Mañana escribirá aquí el nuevo hombre que empezaré a ser cuando me levante. Volverá también a ser otro mi cuerpo, atosigado hasta hoy mismo por el humo de miles de cigarrillos. Ardua batalla, peor que el Dos de Mayo, la que se iniciará con el alba del último día de junio.
Todo este tiempo de atrás ha sido preparación y pertrecho para la lucha que se inicia mañana. No será paseo triunfal por camino de rosas. Conozco al enemigo, he estudiado sus tácticas, su fuerza y su poder destructivo. Atacará por todos los flancos, día y noche, sin descanso. No habrá tregua ni prisioneros. Sin piedad. Sin perdón. Que los dioses me sean propicios.
En este día consagrado a ti, oh santo Marcial, invoco tu ayuda, insúflame el ardor guerrero de tu esencia y el buen humor con que armas al escritor latino. A ti me encomiendo.

Las cuentas del Gran Capitán

18 de junio, seis y media de la mañana. Tres meses desde la última anotación. Un total de ciento ochenta cajetillas de tabaco, es decir, tres mil seiscientos cigarrillos que le he endilgado a mi cuerpo. Más de cuatrocientos euros esfumados. Sesenta y siete mil quinientas pesetas. Un auténtico disparate. Me avergüenzan estos números. ¿Y no voy a tener pundonor para evitar el dispendio?
Sigamos con las cuentas, a ver si escarmiento de una puta vez. Pongamos 30 años de fumador habitual. Supongamos un paquetillo cada dos días al principio, los 15 primeros años.
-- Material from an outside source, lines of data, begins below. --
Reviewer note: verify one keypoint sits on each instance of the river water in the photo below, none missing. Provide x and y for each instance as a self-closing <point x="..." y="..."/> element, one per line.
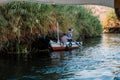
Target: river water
<point x="98" y="59"/>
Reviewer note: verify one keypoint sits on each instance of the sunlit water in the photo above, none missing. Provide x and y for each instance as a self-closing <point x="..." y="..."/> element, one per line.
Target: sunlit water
<point x="98" y="59"/>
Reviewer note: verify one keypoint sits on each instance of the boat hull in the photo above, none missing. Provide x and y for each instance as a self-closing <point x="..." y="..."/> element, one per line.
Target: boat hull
<point x="57" y="46"/>
<point x="63" y="48"/>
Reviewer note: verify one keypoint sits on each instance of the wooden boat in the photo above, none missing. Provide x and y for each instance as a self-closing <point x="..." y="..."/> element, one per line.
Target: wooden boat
<point x="57" y="46"/>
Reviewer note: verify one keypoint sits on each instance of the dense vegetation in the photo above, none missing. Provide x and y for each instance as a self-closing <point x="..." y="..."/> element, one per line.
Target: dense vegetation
<point x="22" y="22"/>
<point x="111" y="24"/>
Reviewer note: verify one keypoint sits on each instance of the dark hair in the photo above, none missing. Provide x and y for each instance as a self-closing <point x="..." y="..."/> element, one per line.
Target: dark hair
<point x="69" y="29"/>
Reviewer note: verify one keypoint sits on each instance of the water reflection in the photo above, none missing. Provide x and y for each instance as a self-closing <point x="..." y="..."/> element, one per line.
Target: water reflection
<point x="99" y="59"/>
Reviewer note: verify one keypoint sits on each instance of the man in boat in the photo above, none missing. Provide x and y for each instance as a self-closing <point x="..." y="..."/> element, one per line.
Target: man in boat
<point x="64" y="38"/>
<point x="69" y="34"/>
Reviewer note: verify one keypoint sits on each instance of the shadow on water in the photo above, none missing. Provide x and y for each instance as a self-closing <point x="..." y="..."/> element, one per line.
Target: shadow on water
<point x="20" y="68"/>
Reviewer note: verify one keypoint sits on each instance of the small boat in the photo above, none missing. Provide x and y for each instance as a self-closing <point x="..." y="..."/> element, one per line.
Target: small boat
<point x="57" y="46"/>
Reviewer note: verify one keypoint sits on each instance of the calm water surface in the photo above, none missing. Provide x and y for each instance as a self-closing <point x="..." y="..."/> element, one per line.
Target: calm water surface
<point x="99" y="59"/>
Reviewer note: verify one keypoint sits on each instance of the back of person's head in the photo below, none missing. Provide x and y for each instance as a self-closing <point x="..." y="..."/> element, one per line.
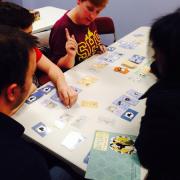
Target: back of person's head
<point x="98" y="3"/>
<point x="14" y="15"/>
<point x="15" y="46"/>
<point x="165" y="39"/>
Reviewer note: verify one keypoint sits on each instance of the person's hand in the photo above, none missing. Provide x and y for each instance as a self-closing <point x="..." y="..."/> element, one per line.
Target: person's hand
<point x="71" y="44"/>
<point x="101" y="49"/>
<point x="67" y="95"/>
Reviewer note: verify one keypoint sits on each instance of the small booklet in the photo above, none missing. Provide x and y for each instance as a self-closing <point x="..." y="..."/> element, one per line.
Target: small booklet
<point x="113" y="157"/>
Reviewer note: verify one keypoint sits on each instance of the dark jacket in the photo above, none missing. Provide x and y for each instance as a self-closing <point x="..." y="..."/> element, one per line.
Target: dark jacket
<point x="158" y="142"/>
<point x="17" y="159"/>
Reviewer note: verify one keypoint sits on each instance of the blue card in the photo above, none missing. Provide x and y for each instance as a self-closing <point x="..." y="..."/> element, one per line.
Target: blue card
<point x="125" y="99"/>
<point x="110" y="48"/>
<point x="40" y="129"/>
<point x="112" y="57"/>
<point x="78" y="90"/>
<point x="47" y="89"/>
<point x="129" y="115"/>
<point x="35" y="96"/>
<point x="135" y="94"/>
<point x="86" y="159"/>
<point x="137" y="59"/>
<point x="55" y="98"/>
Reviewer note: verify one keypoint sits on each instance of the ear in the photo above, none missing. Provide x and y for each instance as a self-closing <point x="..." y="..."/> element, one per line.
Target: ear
<point x="78" y="2"/>
<point x="13" y="92"/>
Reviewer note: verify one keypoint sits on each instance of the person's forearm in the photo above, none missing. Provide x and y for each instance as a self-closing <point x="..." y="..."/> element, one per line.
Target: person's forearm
<point x="56" y="75"/>
<point x="66" y="61"/>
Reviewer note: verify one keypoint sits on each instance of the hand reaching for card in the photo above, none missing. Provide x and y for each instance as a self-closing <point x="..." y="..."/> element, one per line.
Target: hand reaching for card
<point x="67" y="95"/>
<point x="71" y="44"/>
<point x="101" y="49"/>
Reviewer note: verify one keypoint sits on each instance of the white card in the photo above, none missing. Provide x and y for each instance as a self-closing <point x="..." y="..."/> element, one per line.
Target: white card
<point x="72" y="140"/>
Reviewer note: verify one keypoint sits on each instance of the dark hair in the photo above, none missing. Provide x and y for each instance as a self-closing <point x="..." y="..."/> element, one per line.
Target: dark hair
<point x="14" y="15"/>
<point x="165" y="39"/>
<point x="98" y="3"/>
<point x="14" y="55"/>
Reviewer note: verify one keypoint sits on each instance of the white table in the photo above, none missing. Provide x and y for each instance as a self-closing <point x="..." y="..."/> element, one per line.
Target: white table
<point x="48" y="16"/>
<point x="109" y="86"/>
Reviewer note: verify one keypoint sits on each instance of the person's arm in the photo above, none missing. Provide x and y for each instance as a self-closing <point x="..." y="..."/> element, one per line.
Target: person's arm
<point x="66" y="93"/>
<point x="68" y="60"/>
<point x="33" y="88"/>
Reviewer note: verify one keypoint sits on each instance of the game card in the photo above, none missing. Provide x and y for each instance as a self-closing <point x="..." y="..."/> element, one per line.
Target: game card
<point x="129" y="115"/>
<point x="41" y="129"/>
<point x="48" y="104"/>
<point x="33" y="97"/>
<point x="47" y="89"/>
<point x="89" y="104"/>
<point x="137" y="59"/>
<point x="112" y="57"/>
<point x="135" y="94"/>
<point x="88" y="80"/>
<point x="78" y="90"/>
<point x="79" y="122"/>
<point x="123" y="100"/>
<point x="127" y="45"/>
<point x="111" y="48"/>
<point x="72" y="140"/>
<point x="55" y="98"/>
<point x="86" y="159"/>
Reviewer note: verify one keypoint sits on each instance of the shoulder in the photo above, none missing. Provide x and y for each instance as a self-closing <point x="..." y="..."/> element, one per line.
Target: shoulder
<point x="22" y="162"/>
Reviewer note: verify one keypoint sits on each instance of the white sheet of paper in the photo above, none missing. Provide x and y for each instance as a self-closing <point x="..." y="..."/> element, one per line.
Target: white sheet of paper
<point x="72" y="140"/>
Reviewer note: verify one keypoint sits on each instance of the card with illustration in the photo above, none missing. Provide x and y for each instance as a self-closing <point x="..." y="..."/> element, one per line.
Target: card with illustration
<point x="41" y="129"/>
<point x="89" y="104"/>
<point x="124" y="100"/>
<point x="111" y="57"/>
<point x="86" y="159"/>
<point x="129" y="115"/>
<point x="78" y="90"/>
<point x="79" y="122"/>
<point x="135" y="94"/>
<point x="113" y="156"/>
<point x="47" y="89"/>
<point x="137" y="59"/>
<point x="88" y="80"/>
<point x="111" y="48"/>
<point x="72" y="140"/>
<point x="127" y="45"/>
<point x="34" y="97"/>
<point x="56" y="98"/>
<point x="48" y="103"/>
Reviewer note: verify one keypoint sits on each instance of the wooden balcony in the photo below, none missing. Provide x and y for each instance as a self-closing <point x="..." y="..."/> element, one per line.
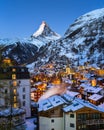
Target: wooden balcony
<point x="91" y="122"/>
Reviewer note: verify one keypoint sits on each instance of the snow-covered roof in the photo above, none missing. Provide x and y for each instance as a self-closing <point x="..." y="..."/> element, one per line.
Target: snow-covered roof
<point x="95" y="97"/>
<point x="71" y="93"/>
<point x="71" y="103"/>
<point x="50" y="102"/>
<point x="91" y="89"/>
<point x="13" y="112"/>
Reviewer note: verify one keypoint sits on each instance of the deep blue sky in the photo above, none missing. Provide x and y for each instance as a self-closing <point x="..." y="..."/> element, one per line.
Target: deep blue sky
<point x="21" y="18"/>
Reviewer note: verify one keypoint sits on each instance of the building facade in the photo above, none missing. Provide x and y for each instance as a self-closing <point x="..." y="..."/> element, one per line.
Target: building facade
<point x="15" y="88"/>
<point x="67" y="113"/>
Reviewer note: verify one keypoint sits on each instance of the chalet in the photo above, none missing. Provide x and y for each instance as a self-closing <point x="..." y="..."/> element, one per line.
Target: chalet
<point x="67" y="113"/>
<point x="15" y="82"/>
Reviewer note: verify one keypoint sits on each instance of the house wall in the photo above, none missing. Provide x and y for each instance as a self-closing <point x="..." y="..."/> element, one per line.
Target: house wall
<point x="51" y="123"/>
<point x="24" y="95"/>
<point x="69" y="122"/>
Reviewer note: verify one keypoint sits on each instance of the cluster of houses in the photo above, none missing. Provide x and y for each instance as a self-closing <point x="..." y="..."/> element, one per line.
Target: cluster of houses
<point x="80" y="107"/>
<point x="77" y="105"/>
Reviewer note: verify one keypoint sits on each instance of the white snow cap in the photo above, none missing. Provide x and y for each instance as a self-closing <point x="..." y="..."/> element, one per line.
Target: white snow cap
<point x="40" y="30"/>
<point x="45" y="30"/>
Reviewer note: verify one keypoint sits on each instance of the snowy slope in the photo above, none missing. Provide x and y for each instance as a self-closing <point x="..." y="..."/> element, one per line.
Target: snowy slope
<point x="24" y="50"/>
<point x="44" y="35"/>
<point x="82" y="42"/>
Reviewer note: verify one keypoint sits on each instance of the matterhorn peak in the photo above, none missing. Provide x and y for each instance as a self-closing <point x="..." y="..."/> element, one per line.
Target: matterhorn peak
<point x="45" y="31"/>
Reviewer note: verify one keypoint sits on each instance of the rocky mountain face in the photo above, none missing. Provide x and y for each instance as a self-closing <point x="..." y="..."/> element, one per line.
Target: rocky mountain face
<point x="24" y="50"/>
<point x="19" y="52"/>
<point x="82" y="42"/>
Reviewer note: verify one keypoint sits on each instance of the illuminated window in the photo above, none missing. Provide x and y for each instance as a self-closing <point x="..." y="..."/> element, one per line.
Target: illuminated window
<point x="23" y="89"/>
<point x="52" y="120"/>
<point x="71" y="125"/>
<point x="15" y="91"/>
<point x="24" y="103"/>
<point x="15" y="105"/>
<point x="13" y="70"/>
<point x="14" y="83"/>
<point x="72" y="115"/>
<point x="13" y="76"/>
<point x="23" y="96"/>
<point x="15" y="98"/>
Eso suman 182 paquetes y medio al año, que multiplicados por 15 da 2.737,5 paquetes en total, o lo que es lo mismo, 54.750 cigarrillos.
Pongámosle a cada paquete un precio medio de 25 pesetas y tendremos la cantidad de 68.437,5 pesetas.
En estos últimos quince años, tripliquemos el precio de cada paquete –hoy cuesta 2,25 euros en estanco-, o sea, 374,85 pesetas….
He tirado por lo bajo, por lo muy bajo, y la cuenta que me sale es 2.290.000. Vergonzante la cifra esfumada.

Febrero

Estamos a 2 de febrero, miércoles. Un día radiante y cálido. Llevo tres semanas de fumeteo compulsivo: dos paquetes diarios. Esto es una recaída.

Domingo, 14 de marzo. Otra escaramuza para la retirada definitiva. Es una idiotez fumar como lo hago: todas las horas, todos los cuartos y todas las medias del día con un cigarrillo en los labios. Con razón se me podría llamar, como a uno de Torrecampo, Pepito El Cigarrito.

Uno ya no cree en la función social del tabaco. Quizá antes la tuviera. Liar el cigarro y fumar era un alto en la faena. Y si se tenía compaña, un poco de conversa sobre esto y lo otro. Mi fumar no es parada en el camino, un humear pausado y relajante, reflexivo, sino continuo fumar, para qué hacer un alto si se puede fumar andando. Esa es la extremosa adicción, la excusable ceguera: la voluntad entregada, la continua satisfacción de una necesidad antinatural. Otra humana manera de estupidez…

Vía crucis

Las recaídas son terribles. Anoche, después de cenar, ocho cigarrillos. Cortar amarras definitivamente. Una dependencia innecesaria, evitable. Los tabaquistas acabamos adictos, confesos y convictos, atados a un galeón de humo. Personaje en busca de sí mismo con un cigarrillo en la boca: esa es la humosa cadena del empedernido, el título de su composición favorita.